Ummu Hanif tersenyum lantas mengusap kepalanya, mengiyakan keinginannya.
*
Rin mencuci piring dengan sigap kemudian membikin teh terburu. Ia membawa nampan ke ruang tamu, di mana seorang ayah dan putra pertamanya sedang berbincang. Pria muda berjanggut tipis itu tersenyum menatap wajah Rin sekilas.
Di balik tirai, Rin tersenyum tipis seraya mendekap nampan, telah lama ia menantikan Hamka pulang dari Qatar. Dulu pemuda itu merupakan kakak kelasnya, kala ia masih duduk di kelas bahasa selama satu tahun.

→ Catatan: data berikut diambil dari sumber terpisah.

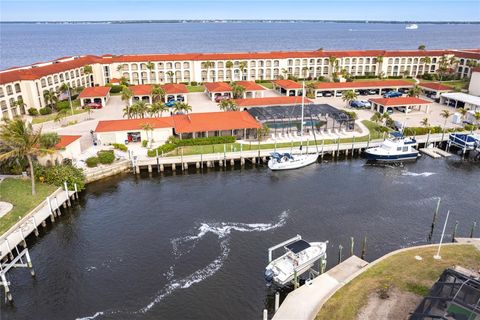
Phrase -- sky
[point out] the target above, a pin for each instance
(94, 10)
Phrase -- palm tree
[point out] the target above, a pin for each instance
(50, 98)
(426, 60)
(181, 107)
(207, 65)
(66, 88)
(141, 108)
(158, 93)
(348, 96)
(148, 128)
(21, 142)
(414, 91)
(332, 61)
(170, 74)
(151, 67)
(87, 69)
(127, 94)
(445, 114)
(305, 72)
(238, 91)
(425, 123)
(227, 105)
(242, 66)
(229, 65)
(377, 117)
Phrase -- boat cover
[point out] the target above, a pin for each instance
(298, 246)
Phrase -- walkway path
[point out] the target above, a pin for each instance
(306, 301)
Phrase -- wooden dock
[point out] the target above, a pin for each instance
(13, 246)
(211, 160)
(435, 152)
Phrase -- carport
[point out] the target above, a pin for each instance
(287, 87)
(460, 100)
(216, 89)
(433, 89)
(94, 95)
(252, 89)
(379, 86)
(409, 103)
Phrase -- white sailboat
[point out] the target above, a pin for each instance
(287, 161)
(300, 256)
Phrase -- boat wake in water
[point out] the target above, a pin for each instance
(222, 231)
(413, 174)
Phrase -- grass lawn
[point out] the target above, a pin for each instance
(195, 88)
(19, 193)
(51, 117)
(401, 271)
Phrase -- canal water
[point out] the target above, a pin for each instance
(194, 246)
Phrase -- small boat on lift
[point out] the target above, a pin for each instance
(286, 161)
(300, 257)
(395, 148)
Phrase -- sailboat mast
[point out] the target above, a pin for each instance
(303, 106)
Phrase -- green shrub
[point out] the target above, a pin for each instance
(120, 147)
(417, 131)
(470, 127)
(58, 174)
(61, 105)
(106, 156)
(45, 111)
(116, 88)
(92, 162)
(33, 112)
(202, 141)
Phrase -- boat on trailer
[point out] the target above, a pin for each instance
(465, 141)
(395, 148)
(287, 161)
(300, 257)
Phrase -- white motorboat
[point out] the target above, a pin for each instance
(300, 257)
(287, 161)
(395, 148)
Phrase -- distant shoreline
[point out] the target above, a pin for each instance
(237, 21)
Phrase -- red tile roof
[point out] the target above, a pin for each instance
(65, 141)
(217, 87)
(213, 121)
(250, 85)
(133, 124)
(435, 86)
(363, 84)
(94, 92)
(400, 101)
(141, 89)
(270, 101)
(175, 88)
(287, 84)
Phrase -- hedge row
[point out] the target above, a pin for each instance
(202, 141)
(173, 143)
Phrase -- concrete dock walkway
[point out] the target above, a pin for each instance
(306, 301)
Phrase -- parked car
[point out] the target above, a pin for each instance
(93, 105)
(366, 103)
(392, 94)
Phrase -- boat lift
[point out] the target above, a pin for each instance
(312, 273)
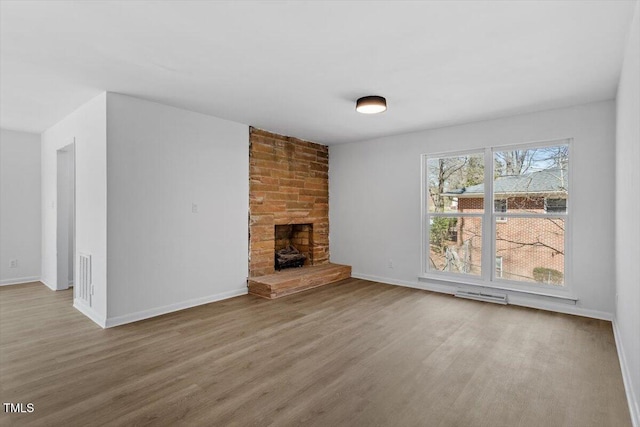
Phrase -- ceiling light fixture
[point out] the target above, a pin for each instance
(371, 105)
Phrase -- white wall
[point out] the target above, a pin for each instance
(161, 161)
(627, 323)
(374, 191)
(19, 206)
(87, 127)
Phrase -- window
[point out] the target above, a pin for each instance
(455, 226)
(500, 205)
(498, 266)
(498, 214)
(555, 205)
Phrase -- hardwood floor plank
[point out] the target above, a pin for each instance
(352, 353)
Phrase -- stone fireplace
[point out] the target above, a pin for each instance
(288, 200)
(298, 236)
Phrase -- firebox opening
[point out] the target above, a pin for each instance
(293, 245)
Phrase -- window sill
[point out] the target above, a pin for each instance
(454, 280)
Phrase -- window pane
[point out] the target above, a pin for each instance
(531, 249)
(527, 179)
(451, 177)
(455, 244)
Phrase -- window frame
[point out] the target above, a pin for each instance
(499, 257)
(487, 277)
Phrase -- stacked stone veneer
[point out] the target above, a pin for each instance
(288, 184)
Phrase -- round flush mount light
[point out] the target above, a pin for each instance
(371, 105)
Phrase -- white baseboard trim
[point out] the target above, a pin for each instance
(632, 399)
(530, 301)
(158, 311)
(89, 312)
(19, 280)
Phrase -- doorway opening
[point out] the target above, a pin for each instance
(66, 221)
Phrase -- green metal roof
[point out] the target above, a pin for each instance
(546, 181)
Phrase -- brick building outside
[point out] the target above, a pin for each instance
(529, 249)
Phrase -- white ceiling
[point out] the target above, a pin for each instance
(297, 68)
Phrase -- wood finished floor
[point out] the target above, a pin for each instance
(354, 353)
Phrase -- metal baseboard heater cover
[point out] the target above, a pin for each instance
(483, 296)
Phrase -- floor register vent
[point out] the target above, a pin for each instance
(483, 296)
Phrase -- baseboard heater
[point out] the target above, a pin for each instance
(483, 296)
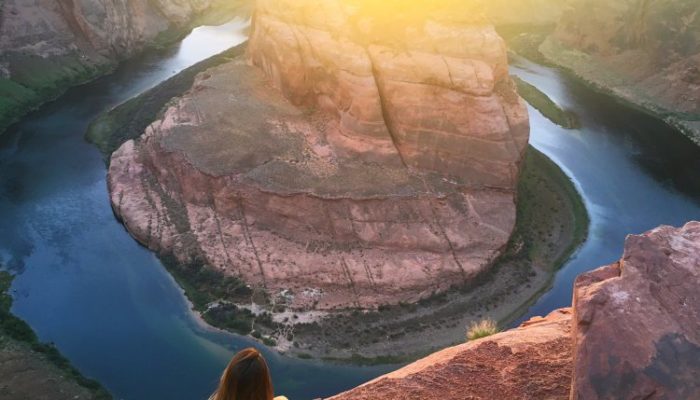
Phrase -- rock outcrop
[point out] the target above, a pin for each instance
(633, 333)
(353, 164)
(646, 52)
(48, 45)
(637, 322)
(530, 362)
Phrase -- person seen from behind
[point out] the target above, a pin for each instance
(246, 377)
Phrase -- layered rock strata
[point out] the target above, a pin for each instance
(646, 52)
(632, 334)
(336, 171)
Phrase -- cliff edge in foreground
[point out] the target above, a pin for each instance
(633, 333)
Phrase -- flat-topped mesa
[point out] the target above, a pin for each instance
(383, 171)
(427, 79)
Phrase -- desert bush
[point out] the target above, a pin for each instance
(481, 329)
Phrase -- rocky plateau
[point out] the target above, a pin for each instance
(632, 333)
(342, 163)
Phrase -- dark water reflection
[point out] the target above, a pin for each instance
(634, 172)
(84, 284)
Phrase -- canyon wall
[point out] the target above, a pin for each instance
(47, 46)
(424, 80)
(633, 333)
(645, 52)
(342, 163)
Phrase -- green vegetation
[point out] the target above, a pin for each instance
(482, 329)
(13, 328)
(552, 222)
(548, 204)
(130, 119)
(551, 110)
(526, 39)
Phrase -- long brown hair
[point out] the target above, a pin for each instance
(246, 377)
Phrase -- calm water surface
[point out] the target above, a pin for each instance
(633, 171)
(84, 284)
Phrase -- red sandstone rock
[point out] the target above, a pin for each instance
(335, 172)
(637, 322)
(634, 333)
(530, 362)
(436, 88)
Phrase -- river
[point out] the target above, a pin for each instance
(107, 303)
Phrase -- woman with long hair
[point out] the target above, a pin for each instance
(246, 377)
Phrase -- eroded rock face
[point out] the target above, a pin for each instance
(647, 52)
(335, 173)
(633, 333)
(637, 322)
(434, 87)
(530, 362)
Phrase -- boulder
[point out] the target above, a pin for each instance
(637, 322)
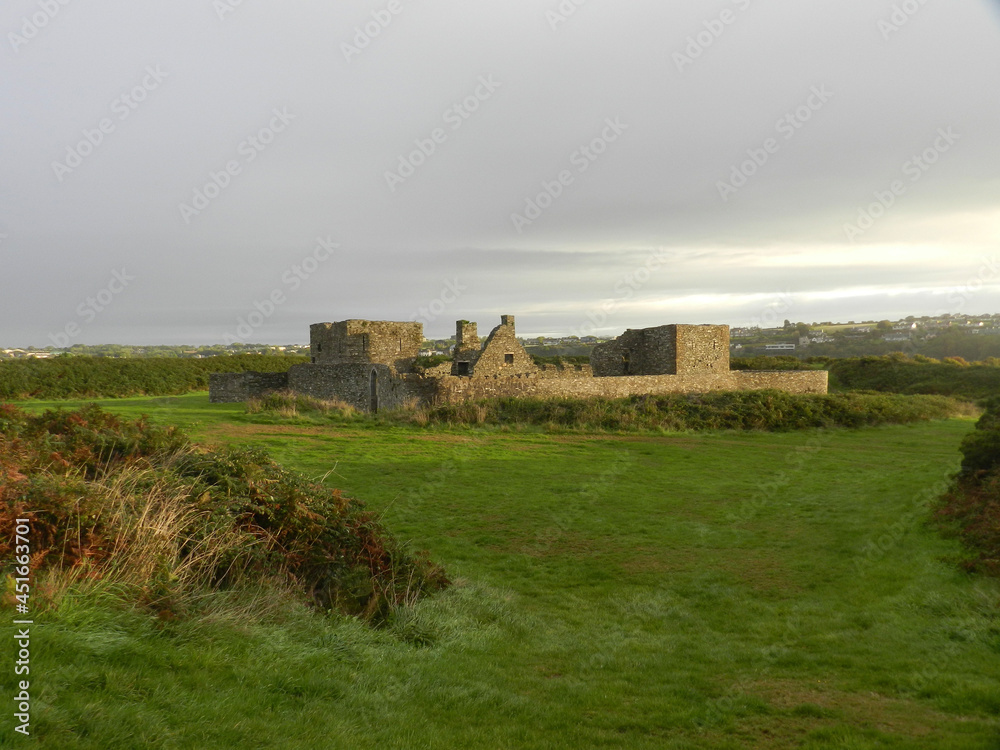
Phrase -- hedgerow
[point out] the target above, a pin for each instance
(103, 377)
(168, 522)
(970, 510)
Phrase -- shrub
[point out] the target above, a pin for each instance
(970, 509)
(748, 410)
(168, 522)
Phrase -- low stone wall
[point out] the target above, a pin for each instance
(233, 387)
(457, 390)
(352, 383)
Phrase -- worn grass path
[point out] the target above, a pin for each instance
(647, 591)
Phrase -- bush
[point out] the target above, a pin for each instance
(741, 410)
(168, 522)
(101, 377)
(970, 510)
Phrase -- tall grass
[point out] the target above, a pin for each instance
(140, 511)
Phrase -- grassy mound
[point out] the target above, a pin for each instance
(970, 509)
(168, 524)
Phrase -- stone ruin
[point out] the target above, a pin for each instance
(372, 365)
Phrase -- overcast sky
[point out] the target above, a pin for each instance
(199, 171)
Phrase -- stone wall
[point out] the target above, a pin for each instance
(664, 350)
(233, 387)
(456, 390)
(396, 345)
(702, 349)
(502, 354)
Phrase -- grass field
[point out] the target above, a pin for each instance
(722, 590)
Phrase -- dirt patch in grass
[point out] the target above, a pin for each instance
(868, 710)
(759, 570)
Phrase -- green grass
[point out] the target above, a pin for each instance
(721, 590)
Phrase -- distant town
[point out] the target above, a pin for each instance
(969, 336)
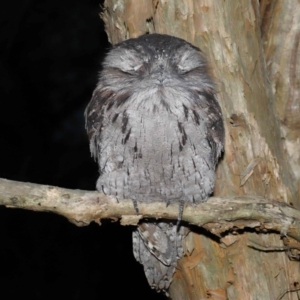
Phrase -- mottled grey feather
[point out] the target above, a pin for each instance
(156, 129)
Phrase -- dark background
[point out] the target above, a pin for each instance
(50, 56)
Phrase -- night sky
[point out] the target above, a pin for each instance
(50, 57)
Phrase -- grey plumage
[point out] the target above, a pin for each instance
(156, 129)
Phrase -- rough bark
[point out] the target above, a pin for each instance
(255, 163)
(281, 36)
(217, 216)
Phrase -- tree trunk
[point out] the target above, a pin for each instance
(252, 53)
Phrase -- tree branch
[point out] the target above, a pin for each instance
(217, 215)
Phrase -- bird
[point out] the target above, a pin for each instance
(156, 129)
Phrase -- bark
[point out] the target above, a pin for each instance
(217, 216)
(256, 161)
(281, 36)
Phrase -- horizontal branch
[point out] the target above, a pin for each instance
(217, 214)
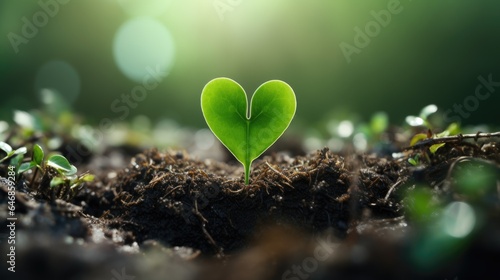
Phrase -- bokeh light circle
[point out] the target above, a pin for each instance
(460, 219)
(145, 7)
(58, 76)
(142, 46)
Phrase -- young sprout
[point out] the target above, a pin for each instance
(247, 131)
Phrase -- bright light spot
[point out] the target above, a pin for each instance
(359, 141)
(141, 46)
(145, 7)
(58, 76)
(459, 219)
(204, 139)
(414, 121)
(345, 129)
(141, 123)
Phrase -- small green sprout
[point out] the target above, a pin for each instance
(247, 131)
(11, 152)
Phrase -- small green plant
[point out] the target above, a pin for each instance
(247, 131)
(57, 172)
(9, 152)
(422, 120)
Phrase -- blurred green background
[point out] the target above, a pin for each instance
(96, 52)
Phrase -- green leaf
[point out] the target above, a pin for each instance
(5, 147)
(427, 111)
(24, 119)
(37, 154)
(379, 122)
(435, 147)
(87, 178)
(72, 171)
(60, 163)
(20, 151)
(414, 121)
(56, 181)
(26, 166)
(418, 137)
(16, 161)
(247, 131)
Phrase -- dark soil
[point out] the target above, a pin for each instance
(165, 215)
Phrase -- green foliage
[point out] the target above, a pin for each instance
(247, 131)
(7, 149)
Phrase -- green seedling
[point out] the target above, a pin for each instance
(247, 131)
(423, 117)
(64, 183)
(11, 152)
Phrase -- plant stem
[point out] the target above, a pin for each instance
(247, 172)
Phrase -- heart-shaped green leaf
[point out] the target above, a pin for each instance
(247, 132)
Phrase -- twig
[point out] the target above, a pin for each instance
(454, 138)
(398, 182)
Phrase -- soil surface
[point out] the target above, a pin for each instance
(165, 215)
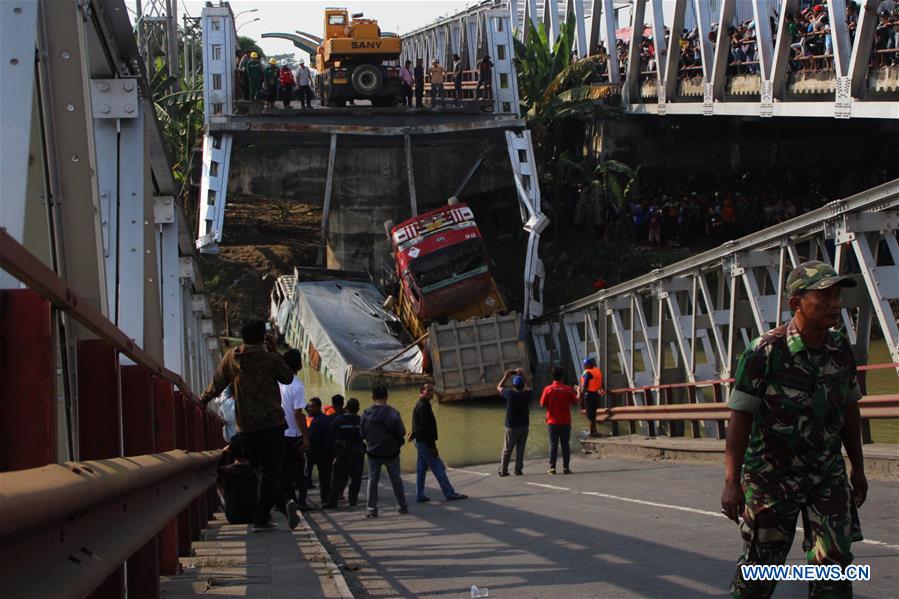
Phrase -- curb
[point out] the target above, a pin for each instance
(877, 465)
(333, 571)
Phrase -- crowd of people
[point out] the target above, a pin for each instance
(773, 472)
(696, 212)
(811, 42)
(277, 439)
(414, 79)
(276, 81)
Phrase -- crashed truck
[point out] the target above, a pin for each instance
(436, 314)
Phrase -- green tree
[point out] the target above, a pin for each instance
(562, 100)
(180, 113)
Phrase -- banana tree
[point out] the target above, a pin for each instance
(180, 113)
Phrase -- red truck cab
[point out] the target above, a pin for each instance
(441, 263)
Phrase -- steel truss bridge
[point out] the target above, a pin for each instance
(852, 88)
(105, 328)
(106, 334)
(674, 335)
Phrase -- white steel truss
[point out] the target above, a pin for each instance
(87, 185)
(690, 321)
(853, 90)
(486, 28)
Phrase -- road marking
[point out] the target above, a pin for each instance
(879, 544)
(548, 486)
(654, 504)
(707, 513)
(469, 471)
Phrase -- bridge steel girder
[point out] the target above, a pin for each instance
(705, 332)
(219, 48)
(88, 191)
(18, 30)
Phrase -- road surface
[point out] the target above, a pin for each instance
(614, 528)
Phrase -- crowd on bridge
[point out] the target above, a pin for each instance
(697, 211)
(811, 41)
(277, 81)
(794, 406)
(277, 438)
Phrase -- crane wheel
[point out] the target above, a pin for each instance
(367, 79)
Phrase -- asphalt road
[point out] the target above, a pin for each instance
(614, 528)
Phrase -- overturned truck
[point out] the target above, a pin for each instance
(436, 314)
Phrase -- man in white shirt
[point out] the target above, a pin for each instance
(296, 438)
(304, 85)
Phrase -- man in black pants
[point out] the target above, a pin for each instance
(292, 475)
(321, 447)
(419, 81)
(254, 373)
(349, 453)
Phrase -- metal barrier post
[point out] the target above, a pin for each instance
(99, 422)
(184, 524)
(139, 439)
(190, 419)
(200, 503)
(632, 425)
(211, 430)
(722, 429)
(164, 416)
(27, 369)
(694, 424)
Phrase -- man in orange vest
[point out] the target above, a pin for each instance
(590, 391)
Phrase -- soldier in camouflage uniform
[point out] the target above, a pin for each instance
(794, 402)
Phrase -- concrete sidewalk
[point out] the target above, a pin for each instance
(881, 459)
(232, 561)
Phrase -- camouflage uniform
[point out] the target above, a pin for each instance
(793, 464)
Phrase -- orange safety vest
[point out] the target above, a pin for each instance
(595, 382)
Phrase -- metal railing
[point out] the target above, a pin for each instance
(68, 528)
(632, 412)
(680, 329)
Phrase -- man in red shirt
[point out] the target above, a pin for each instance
(558, 398)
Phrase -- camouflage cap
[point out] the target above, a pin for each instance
(815, 275)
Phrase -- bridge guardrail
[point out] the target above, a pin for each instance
(75, 524)
(872, 406)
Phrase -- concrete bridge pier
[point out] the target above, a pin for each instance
(365, 169)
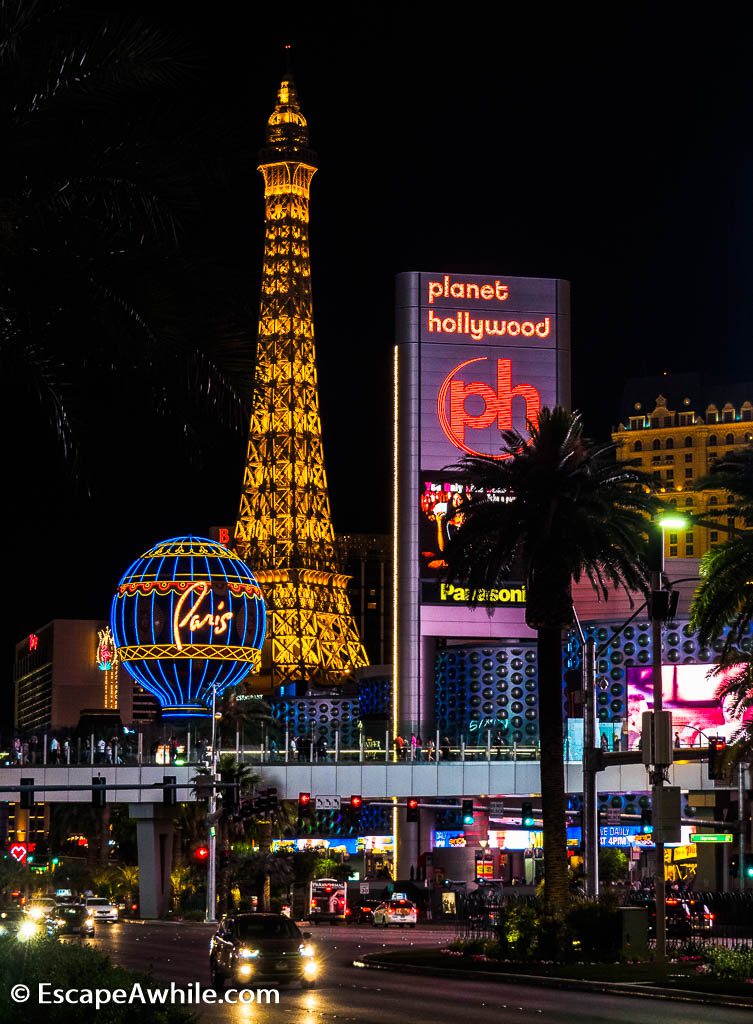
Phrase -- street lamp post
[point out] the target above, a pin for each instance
(211, 914)
(659, 606)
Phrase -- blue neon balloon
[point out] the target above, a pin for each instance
(189, 620)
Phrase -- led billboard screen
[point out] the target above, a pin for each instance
(691, 693)
(475, 354)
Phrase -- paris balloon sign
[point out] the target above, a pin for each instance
(189, 621)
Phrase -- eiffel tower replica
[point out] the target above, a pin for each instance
(284, 526)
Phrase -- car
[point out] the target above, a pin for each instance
(69, 919)
(15, 922)
(250, 947)
(400, 911)
(100, 908)
(40, 908)
(362, 911)
(678, 919)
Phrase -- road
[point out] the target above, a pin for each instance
(347, 994)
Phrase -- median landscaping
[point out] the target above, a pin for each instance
(580, 948)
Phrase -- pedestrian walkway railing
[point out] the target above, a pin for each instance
(182, 748)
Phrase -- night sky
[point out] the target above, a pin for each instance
(614, 154)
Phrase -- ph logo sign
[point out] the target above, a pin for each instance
(456, 419)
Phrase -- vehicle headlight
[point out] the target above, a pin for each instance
(310, 969)
(27, 930)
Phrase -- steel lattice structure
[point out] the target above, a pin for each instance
(284, 527)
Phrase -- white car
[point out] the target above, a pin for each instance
(395, 911)
(100, 908)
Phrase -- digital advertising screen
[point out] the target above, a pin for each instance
(692, 693)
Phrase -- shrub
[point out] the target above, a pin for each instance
(735, 965)
(72, 966)
(595, 930)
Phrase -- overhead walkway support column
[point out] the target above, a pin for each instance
(155, 836)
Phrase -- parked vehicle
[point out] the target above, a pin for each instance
(327, 900)
(71, 920)
(398, 910)
(362, 911)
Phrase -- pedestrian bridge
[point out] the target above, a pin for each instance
(143, 783)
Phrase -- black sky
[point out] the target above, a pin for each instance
(616, 154)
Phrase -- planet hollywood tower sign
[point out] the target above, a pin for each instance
(474, 355)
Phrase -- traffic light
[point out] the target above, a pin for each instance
(304, 807)
(98, 792)
(717, 745)
(27, 796)
(168, 790)
(272, 800)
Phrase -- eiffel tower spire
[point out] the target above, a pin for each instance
(284, 525)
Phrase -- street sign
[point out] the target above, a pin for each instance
(327, 803)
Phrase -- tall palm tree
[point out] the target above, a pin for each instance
(722, 604)
(101, 179)
(554, 509)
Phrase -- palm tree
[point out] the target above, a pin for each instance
(100, 183)
(553, 509)
(722, 605)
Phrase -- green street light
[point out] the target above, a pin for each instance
(673, 520)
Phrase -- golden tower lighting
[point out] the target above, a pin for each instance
(284, 526)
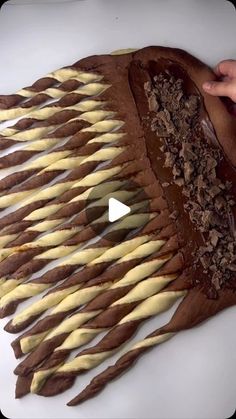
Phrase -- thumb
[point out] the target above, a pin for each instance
(218, 88)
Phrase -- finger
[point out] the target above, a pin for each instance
(226, 68)
(221, 88)
(218, 88)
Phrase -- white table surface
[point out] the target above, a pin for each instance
(193, 375)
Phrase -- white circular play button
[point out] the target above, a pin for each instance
(117, 210)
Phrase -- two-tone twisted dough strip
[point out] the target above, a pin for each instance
(78, 259)
(67, 334)
(64, 144)
(48, 329)
(33, 287)
(29, 98)
(11, 263)
(30, 187)
(50, 200)
(198, 308)
(7, 284)
(88, 211)
(63, 377)
(32, 237)
(93, 203)
(71, 134)
(9, 234)
(28, 207)
(67, 253)
(94, 268)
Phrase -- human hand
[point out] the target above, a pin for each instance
(226, 86)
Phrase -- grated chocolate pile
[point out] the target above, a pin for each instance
(175, 117)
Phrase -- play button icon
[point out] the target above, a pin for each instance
(114, 210)
(117, 210)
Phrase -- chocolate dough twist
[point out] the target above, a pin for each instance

Ummu Hanif yang melihat tingkah laku gadis itu pun menahan senyum.
"Kamu masih suka sama, Aka, ya?" Pertanyaan Ummu Hanif membuat Rin terperanjat kaget sekaligus malu.
"Eh?" Buru-buru Rin pergi ke dapur.
Sementara Ummu Hanif meneruskan langkah ke ruang tamu lalu bergabung mengobrol dengan putranya yang baru tiba.
*
Malam harinya, melalui seorang santriwati, Ummu Hanif memanggil Rin ke rumah. Di ruang keluarga itu telah ada beberapa orang termasuk Hamka.
"Jika kamu mencintai putraku, putraku telah cukup umur untuk mendampingimu. Apakah kamu mau menikah dengan putraku?" Ustadz Mu'adz ayah Hamka bertanya sembari tersenyum lembut pada Rin.
Mencintai Hamka adalah perasaan yang tak terganti, tetapi menikah selama masih duduk di bangku SMA apa bisa? Batin Rin bergumam.
"Setelah lulus, Hamka akan mengajakmu ke Afrika." Ustadz Mu'adz melanjutkan ucapannya.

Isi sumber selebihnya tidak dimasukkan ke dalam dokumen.